Internally it uses the same code as the above approach, so results will be identical.
Parameters
Parameters for VespaStorage
and VespaDocumentOperation
are:
parameter | default | description |
---|---|---|
create-document-operation | false | true or false. Only valid for VespaStorage |
operation | put | Any valid Vespa document operation |
docid | A document id template. Replaces <field-name> with its value for every record | |
exclude-fields | A list of fields to exclude when creating document operations. The field is still available for the document id template. | |
condition | A test-and-set condition template. Replaces <field-name> with its value for every record | |
create-if-non-existent | false | If true, adds create=true for creating documents if they don't yet exist. Only valid with operation=update . |
update-map-fields | A list of map-type fields to update individual entries in the map when creating document operations. | |
remove-map-fields | A list of map-type fields to remove individual entries in the map when creating document operations. | |
update-tensor-fields | A list of tensor-type fields to add or overwrite individual tensor cells when creating document operations. | |
remove-tensor-fields | A list of tensor-type fields to remove existing tensor fields in a document when creating document operations. | |
create-tensor-fields | A list of fields to format as tensors. | |
bag-as-map-fields | A list of bag with tuple fields to format as a map. | |
simple-array-fields | A list of fields containing a bag of single element tuples to format as an array. | |
simple-object-fields | A list of fields containing a tuple to format as a general JSON object which can be used for weightedsets, structs or maps. |
The following is an example on using the above parameters to update map and tensor fields. Example schema:
search album { document album { struct song { field name type string {} field duration type int {} } field songs type map<int, song> { indexing: summary } field song_popularity type tensor<float>(song{}) { indexing: attribute | summary } } }Use update parameters on specific fields:
REGISTER vespa-hadoop.jar -- Transform tabular data to a Vespa document operation JSON format DEFINE VespaStorage com.yahoo.vespa.hadoop.pig.VespaStorage( 'create-document-operation=true', 'operation=update', 'docid=id:namespace:song::<docId>', 'update-map-fields=songs', 'update-tensor-fields=song_popularity' ); -- Load data from any source - here we load using PigStorage data = LOAD '<source>' AS (<schema>); -- output : {docId: chararray,songs: {t: (key: int,value: (name: chararray,duration: int))},song_popularity: map[]} DESCRIBE data; -- output: (1,{(1,(Together Forever,132))},[Song:1#10.5]) DUMP data;In this case, the data above will be transformed to the following JSON:
{ "update": "id:namespace:album::1", "create": true, "fields": { "songs{1}": { "assign": { "name": "Together Forever", "duration": 132 } }, "song_popularity": { "add": { "cells": [ { "address": { "song": 1 }, "value": 10.5 } ] } } } }
For the same data in an update operation, different parameters can be passed to VespaStorage to generate remove tensor and map field operations:
REGISTER vespa-hadoop.jar -- Transform tabular data to a Vespa document operation JSON format DEFINE VespaStorage com.yahoo.vespa.hadoop.pig.VespaStorage( 'operation=update', 'docid=id:namespace:people::<docId>', 'remove-map-fields=mapField', 'remove-tensor-fields=tensorField', 'exclude-fields-name,duration' );In this case, the following JSON is generated:
{ "update": "id:namespace:song::1", "fields": { "songs{1}": { "remove": 0 }, "song_popularity": { "remove": { "addresses": [ {"song": "1"} ] } } } }
Feeding status
VespaStorage
does not check the schema before data feeding.
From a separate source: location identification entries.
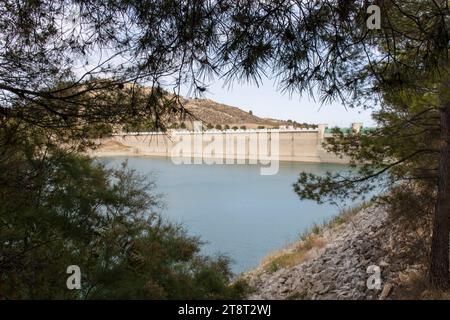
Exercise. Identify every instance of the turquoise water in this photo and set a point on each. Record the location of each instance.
(233, 208)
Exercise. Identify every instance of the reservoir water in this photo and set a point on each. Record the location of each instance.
(233, 208)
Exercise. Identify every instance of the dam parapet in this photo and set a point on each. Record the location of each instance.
(286, 143)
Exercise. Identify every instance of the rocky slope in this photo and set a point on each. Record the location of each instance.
(213, 112)
(338, 268)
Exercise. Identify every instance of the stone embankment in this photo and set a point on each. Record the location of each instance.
(337, 268)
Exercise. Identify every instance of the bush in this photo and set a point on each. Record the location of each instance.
(75, 211)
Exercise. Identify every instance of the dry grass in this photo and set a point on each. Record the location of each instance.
(293, 256)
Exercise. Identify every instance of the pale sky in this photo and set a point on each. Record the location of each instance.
(266, 101)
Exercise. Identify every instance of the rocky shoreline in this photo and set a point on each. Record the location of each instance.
(338, 269)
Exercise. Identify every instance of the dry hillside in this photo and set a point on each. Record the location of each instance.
(211, 112)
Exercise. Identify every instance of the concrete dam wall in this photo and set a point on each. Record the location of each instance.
(241, 146)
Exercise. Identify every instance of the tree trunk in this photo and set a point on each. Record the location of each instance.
(438, 271)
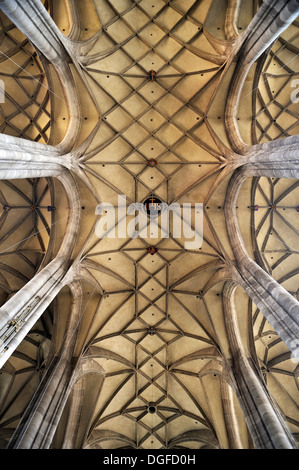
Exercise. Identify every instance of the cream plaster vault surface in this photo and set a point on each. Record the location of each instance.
(153, 324)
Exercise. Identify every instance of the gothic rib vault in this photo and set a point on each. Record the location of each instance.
(118, 345)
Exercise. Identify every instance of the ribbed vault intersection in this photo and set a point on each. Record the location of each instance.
(153, 79)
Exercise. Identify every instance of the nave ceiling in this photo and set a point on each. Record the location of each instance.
(152, 324)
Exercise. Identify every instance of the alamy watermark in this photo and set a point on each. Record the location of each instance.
(151, 219)
(2, 91)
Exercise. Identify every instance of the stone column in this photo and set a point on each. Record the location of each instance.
(34, 21)
(21, 158)
(20, 312)
(279, 307)
(273, 17)
(265, 421)
(40, 420)
(278, 158)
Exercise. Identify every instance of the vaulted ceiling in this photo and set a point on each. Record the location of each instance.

If the schema does not match the document type, feeding fails.
VespaStorage
emits a set of counters at the end of a Pig job,
and the values of these counters can differ than the ones reported by Pig.
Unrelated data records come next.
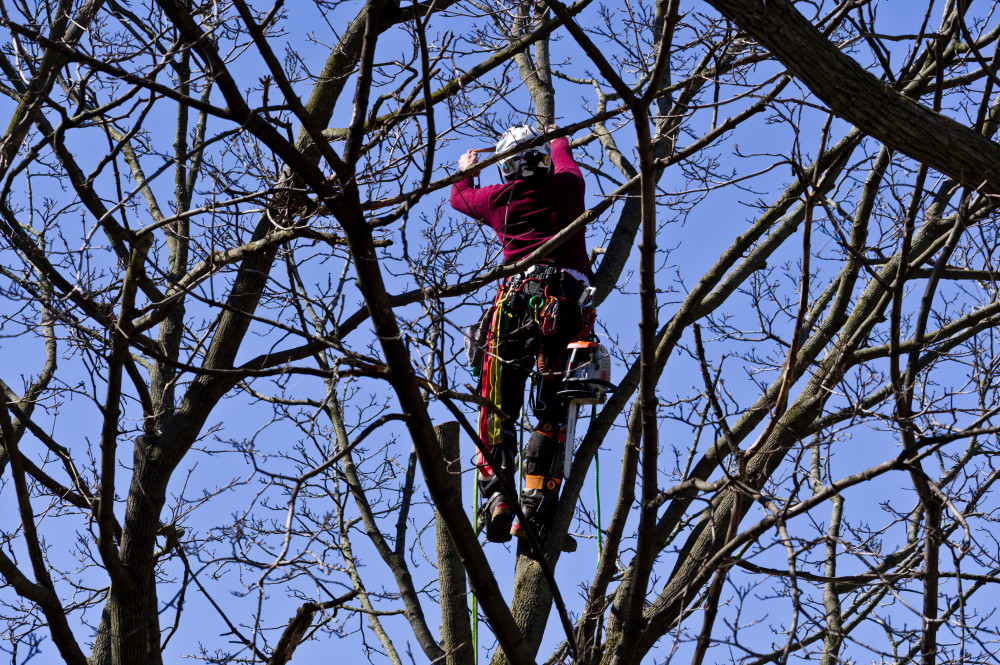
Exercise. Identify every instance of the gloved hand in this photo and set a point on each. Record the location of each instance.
(467, 160)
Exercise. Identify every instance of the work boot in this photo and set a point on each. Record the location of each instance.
(496, 515)
(538, 503)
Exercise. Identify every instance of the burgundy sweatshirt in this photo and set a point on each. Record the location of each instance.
(526, 213)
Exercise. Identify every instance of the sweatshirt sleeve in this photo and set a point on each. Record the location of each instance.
(468, 199)
(562, 158)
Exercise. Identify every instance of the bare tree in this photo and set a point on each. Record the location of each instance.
(237, 418)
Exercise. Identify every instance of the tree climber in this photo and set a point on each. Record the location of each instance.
(536, 314)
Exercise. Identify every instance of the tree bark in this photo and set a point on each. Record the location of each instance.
(860, 98)
(456, 632)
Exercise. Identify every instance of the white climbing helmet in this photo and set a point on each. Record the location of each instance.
(534, 161)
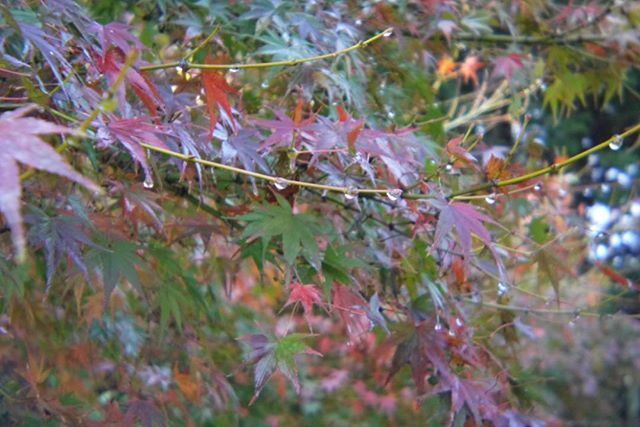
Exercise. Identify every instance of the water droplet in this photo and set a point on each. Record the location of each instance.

The reason for this is that the number of records stored as
reported by Pig is the number of records sent to the feeder,
while the feeder feeds and gathers statistics asynchronously for those documents. Example:
... Vespa Feed Counters Documents failed=0 Documents ok=100000 Documents sent=100000 Documents skipped=1 ... Output(s): Successfully stored 100001 records in: "<endpoint>" ...Here, Pig reports that it successfully stored 100001 records, but
VespaStorage
skipped one operation, probably due to a formatting error and only 100000 operations was sent.
The skipped counter is incremented if VespaStorage
could not find a valid document id in the read record (e.g due to JSON formatting issues).
Any errors can be found in the job logs.
Efficiency
VespaStorage
uses the
Vespa HTTP Client,
and as such feeds as efficiently as possible.
As VespaStorage
runs in a Pig job which is compiled down to a MapReduce or Tez job,
a number of mappers or reducers will be used to cover the file if the input file is sufficiently large.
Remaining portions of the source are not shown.